The Council heard an update on the condition of the pavement on the city’s streets, 378 miles of roadway including 27 miles of alleys. The replacement value is estimated at $840 million. 

“The most recent PMP indicates an overall Pavement Condition Index (PCI) of 65, reflecting a network in fair condition and a change from the PCI of 72 reported in the previous cycle five years ago. The analysis estimates that restoring the entire network to optimal condition would require approximately $238 million,” the staff report detailed.

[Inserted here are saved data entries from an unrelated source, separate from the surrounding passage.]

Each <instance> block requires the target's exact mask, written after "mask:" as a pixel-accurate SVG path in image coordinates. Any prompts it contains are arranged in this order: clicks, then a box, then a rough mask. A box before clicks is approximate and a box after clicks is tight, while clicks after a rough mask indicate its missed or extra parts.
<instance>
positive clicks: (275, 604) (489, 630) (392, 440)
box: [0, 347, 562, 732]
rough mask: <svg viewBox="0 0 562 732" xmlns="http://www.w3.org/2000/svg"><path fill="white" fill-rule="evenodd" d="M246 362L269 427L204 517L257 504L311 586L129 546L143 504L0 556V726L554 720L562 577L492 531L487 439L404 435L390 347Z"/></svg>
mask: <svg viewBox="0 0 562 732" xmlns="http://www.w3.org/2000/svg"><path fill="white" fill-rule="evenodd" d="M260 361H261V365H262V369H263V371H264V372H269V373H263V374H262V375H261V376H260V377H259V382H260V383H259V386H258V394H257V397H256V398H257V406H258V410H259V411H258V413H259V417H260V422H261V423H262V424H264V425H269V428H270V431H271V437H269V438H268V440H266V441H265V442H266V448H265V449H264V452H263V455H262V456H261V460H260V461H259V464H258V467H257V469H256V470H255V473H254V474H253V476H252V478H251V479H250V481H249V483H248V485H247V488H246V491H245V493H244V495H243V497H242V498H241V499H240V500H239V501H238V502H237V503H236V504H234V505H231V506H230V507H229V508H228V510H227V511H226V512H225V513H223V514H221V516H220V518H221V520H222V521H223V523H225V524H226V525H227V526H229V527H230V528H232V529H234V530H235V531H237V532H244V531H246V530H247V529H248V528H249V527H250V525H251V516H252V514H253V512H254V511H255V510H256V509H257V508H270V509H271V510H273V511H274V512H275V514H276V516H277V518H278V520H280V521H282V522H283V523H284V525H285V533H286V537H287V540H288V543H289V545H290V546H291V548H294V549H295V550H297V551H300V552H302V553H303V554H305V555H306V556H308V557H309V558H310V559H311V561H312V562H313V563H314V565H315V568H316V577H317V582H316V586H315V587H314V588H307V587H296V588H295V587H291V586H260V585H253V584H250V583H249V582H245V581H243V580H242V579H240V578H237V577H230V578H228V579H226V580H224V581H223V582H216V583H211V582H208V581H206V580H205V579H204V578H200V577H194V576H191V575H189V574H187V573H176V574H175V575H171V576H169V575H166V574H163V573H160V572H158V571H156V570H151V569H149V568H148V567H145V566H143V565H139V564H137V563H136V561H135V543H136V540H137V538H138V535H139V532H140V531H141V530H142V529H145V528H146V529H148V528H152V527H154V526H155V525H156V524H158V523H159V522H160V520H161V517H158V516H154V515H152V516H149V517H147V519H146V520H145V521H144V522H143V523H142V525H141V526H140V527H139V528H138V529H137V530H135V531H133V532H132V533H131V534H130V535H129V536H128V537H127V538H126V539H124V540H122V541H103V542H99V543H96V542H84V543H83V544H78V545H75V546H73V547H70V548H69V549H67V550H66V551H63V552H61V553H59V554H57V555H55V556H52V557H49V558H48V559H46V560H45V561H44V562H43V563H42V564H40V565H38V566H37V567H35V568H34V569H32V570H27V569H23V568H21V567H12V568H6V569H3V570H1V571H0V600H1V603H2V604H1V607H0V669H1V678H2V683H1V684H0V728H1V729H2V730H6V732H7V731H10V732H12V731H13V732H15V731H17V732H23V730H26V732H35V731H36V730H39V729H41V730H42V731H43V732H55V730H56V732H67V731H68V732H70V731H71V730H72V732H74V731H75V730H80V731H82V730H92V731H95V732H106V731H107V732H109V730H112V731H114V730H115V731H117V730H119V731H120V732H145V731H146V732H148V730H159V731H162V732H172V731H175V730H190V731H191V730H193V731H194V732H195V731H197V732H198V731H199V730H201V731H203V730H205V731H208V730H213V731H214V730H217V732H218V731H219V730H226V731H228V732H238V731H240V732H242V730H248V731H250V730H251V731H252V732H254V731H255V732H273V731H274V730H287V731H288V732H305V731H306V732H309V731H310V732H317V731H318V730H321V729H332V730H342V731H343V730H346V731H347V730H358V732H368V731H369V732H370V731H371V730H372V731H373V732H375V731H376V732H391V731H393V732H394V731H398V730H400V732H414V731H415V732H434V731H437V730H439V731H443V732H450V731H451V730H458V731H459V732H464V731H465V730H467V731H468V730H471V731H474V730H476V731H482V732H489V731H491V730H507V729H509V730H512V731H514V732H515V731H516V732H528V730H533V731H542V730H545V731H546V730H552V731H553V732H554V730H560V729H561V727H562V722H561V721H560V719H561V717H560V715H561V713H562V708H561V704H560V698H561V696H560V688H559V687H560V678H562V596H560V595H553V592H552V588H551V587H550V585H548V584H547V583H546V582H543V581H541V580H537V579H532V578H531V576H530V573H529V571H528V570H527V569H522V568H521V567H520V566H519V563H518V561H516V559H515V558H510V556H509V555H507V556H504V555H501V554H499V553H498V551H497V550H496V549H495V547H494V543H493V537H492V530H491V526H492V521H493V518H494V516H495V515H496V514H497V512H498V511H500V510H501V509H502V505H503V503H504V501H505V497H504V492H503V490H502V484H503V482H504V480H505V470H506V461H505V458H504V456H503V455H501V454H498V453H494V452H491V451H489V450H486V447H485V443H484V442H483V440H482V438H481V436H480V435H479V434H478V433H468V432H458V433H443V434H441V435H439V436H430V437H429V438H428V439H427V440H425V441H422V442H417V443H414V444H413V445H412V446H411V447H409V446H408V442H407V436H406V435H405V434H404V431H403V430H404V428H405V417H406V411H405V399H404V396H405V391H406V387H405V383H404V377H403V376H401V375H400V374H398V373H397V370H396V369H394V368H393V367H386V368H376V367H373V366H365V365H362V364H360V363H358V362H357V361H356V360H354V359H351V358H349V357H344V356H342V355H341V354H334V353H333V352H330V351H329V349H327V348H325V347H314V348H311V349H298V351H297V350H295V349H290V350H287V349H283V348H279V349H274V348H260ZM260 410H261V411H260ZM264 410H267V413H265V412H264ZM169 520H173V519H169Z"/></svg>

Public works staff explained that this means the city needs to spend $9.7 million per year rather than the $3 million currently being spent to maintain the city’s streets.

Next year’s budget deliberations begin today, Thursday, April 30 at 9 a.m. with a five-year forecast of the general fund and an overview of the proposed FY2026-27 budget scheduled for the first budget study session.

Mayor Ardy Kassakhian announced two other upcoming events: Today, Thursday, April 30 at 6 p.m., there will be a lecture and book talk with Pulitzer Prize winning poet Peter Balakian, cosponsored by Glendale’s Library, Arts & Culture department and the UCLA Promise Armenian Institute, in the Glendale Central Library Auditorium, 222 E Harvard St.

On Sunday, May 3, is the annual Run the Verdugos 10K run. 

“The course begins in beautiful Brand Park, climbs steadily to one of the highest points in the Verdugo Mountains, and then heads back downhill for a fast descent to the finish. Breathtaking views of the LA Basin, the San Fernando Valley and the Pacific Ocean await you at every turn. From the race’s highest point, at 2,536 feet above sea level, the panoramic view of the San Gabriel Mountains is truly spectacular,” event organizers describe. 

More information can be found at https://www.runtheverdugos.com/.

Crescenta Valley High School student researcher Angelique addressed the Council to share her research into the city’s organics recycling program. When the city dropped off kitchen compost pails, she explained the genesis of her research, her neighbors gave them to her family because they were not going to use them. 

Collaborating with the city’s integrated waste management staff, Angelique surveyed 230 residents and determined that 32% participate and always recycle their organic waste; 32% never recycle their organic waste; and the rest participate “sometimes or rarely.”

“Providing resources is necessary but not enough to guarantee participation in the City’s organic recycling program,” she reported. 

Some of the obstacles to participation are the lack of clear information about what to put where; there are behavioral barriers, she added, that make changing habits difficult, noting that some potential participants were put off by the smell and the pests attracted. Residents in apartments face added challenges.

Some suggestions to improve the program include improving the bagging requirements; offering more attractive and varying sized kitchen and outdoor pails; incentives; clearer instructions; more practical designs; and improved communications with landlords of multi-family properties.

“People are willing to participate. It’s not just the lack of effort but the gap between intention and action. In order to increase resident participation, we need a system that fits into people’s everyday life,” the student-researcher concluded.

At an afternoon special meeting, the Council took steps to continue addressing a housing crisis for 188 Glendale families faced with the loss of specific federal funding.

The Glendale City Council will meet next on Tuesday, May 5 at 6 p.m. in City Hall, 613 E. Broadway.